Prohibition on alcohol sales in small shops
A new law is passed that prohibits the sale of alcohol in some 70,000 small
shops around the country. The government justifies the decision that young
people's health must be protected. The tourism industry, especially in Bali,
protests against the ban. Alcohol can still be sold in larger stores, in hotels
and in restaurants. Two Islamic parties want to go even further and completely
ban alcohol sales in the country.
Suspected slavery in the fishing industry is investigated
The government sets up a committee to investigate allegations of slavery in
the fishing industry. Several fishermen have turned to the Ministry of Fisheries
with information that the domestic company Pusaka Benjina Resources is engaged
in human trafficking with more than 1,000 fishermen from other Southeast Asian
countries and that these fishermen have been tortured and forced to work under
slave-like conditions. The victims come from Myanmar (formerly Burma), Thailand,
Laos and Cambodia and will be assisted to return home. The International
Organization for Migration estimates that up to 4,000 fishermen have been
stranded in eastern Indonesia after illegal fishing companies dumped them there.

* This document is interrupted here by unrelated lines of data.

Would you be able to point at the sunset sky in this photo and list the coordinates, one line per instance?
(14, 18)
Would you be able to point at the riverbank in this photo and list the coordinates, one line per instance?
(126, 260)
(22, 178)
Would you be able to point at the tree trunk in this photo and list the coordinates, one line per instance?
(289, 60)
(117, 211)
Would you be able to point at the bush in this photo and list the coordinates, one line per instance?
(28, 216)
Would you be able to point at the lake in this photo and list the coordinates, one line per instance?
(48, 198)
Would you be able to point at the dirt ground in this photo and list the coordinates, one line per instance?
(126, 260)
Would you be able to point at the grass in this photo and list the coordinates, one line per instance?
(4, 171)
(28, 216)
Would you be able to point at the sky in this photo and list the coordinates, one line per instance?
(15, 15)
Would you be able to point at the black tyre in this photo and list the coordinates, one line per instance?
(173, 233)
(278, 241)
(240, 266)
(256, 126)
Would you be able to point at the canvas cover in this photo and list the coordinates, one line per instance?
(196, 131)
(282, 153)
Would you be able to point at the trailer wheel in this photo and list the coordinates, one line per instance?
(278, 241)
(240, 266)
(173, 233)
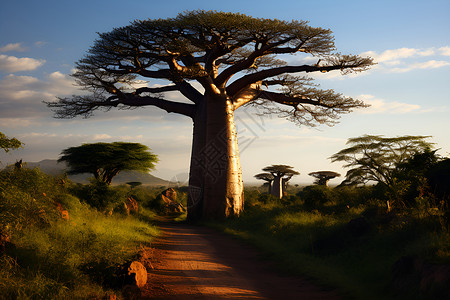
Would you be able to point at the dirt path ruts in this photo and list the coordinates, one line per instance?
(193, 262)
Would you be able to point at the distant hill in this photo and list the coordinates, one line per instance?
(52, 167)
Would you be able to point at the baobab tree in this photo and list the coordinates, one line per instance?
(281, 175)
(235, 60)
(266, 177)
(322, 177)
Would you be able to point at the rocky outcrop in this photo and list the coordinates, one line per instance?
(131, 205)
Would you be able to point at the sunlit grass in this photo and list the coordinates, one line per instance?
(54, 258)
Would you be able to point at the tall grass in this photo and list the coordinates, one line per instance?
(53, 258)
(309, 234)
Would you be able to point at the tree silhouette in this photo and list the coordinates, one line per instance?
(322, 177)
(266, 177)
(7, 143)
(375, 158)
(106, 160)
(236, 60)
(281, 175)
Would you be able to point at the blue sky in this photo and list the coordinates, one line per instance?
(408, 89)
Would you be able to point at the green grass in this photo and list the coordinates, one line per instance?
(316, 242)
(53, 258)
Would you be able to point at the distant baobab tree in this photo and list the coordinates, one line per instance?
(281, 175)
(219, 62)
(322, 177)
(266, 177)
(106, 160)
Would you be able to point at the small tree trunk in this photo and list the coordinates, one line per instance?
(223, 176)
(277, 187)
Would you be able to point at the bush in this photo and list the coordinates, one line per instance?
(317, 195)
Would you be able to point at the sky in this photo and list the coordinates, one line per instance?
(408, 89)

Pusaka Benjina Resources is suspected of acting as a shell company for Thai
Widodo visiting China
President Widodo travels to China's capital Beijing, where he seeks to
strengthen economic and trade contacts with China and tries to attract Chinese
investment to Indonesia.
Widodo visits Japan
President Widodo visits Japan's Prime Minister Shinzo Abe in Tokyo. The two
countries decide to strengthen bilateral defense cooperation, especially in the
Navy. Japan promises to increase its financial support for the expansion of
Indonesian ports and the country's coastguard. Widodo says Indonesia is
determined to continue its role as mediator in the conflict over the South China
Indonesia is firm in deciding executions
Despite protests from a number of countries, Indonesia refuses to change its
decision to execute ten convicted prisoners, two of whom are Australians, one
Filipino, one Frenchman, one Ghanaian, three Nigerians, one Brazilian and one
Direct mayoral elections are reintroduced
The new parliament votes to reinstate the direct elections of mayors and
provincial governors abolished a few months earlier (see October 2014).
The decision is seen as a success for PDI struggle and President Widodo.

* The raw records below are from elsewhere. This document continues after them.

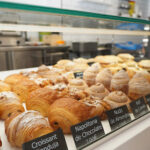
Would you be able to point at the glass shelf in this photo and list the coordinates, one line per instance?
(16, 16)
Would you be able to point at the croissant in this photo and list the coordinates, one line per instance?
(104, 77)
(116, 99)
(90, 74)
(23, 88)
(77, 88)
(9, 103)
(26, 126)
(41, 99)
(4, 86)
(97, 91)
(14, 78)
(138, 86)
(66, 112)
(120, 81)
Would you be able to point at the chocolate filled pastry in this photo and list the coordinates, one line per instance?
(26, 126)
(65, 112)
(9, 103)
(23, 88)
(97, 91)
(41, 99)
(99, 107)
(116, 99)
(77, 88)
(14, 78)
(138, 86)
(104, 77)
(90, 74)
(4, 86)
(120, 81)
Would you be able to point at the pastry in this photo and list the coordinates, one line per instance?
(145, 64)
(80, 60)
(77, 88)
(14, 78)
(116, 99)
(126, 56)
(4, 86)
(65, 112)
(104, 77)
(120, 81)
(23, 88)
(79, 67)
(90, 74)
(97, 91)
(41, 99)
(9, 103)
(138, 86)
(26, 126)
(110, 61)
(99, 107)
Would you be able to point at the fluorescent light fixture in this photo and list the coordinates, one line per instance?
(71, 30)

Six prisoners are executed
Indonesia executes six convicted prisoners, including a Dutchman and a
Brazilian, who have been convicted of drug smuggling and membership in the
smuggler league Bali Nine. The Netherlands and Brazil call home their
ambassadors in protest. Despite the appeals and condemnations from the
prisoners' homelands and relatives, President Widodo says that several
executions of members of Bali Nine are waiting.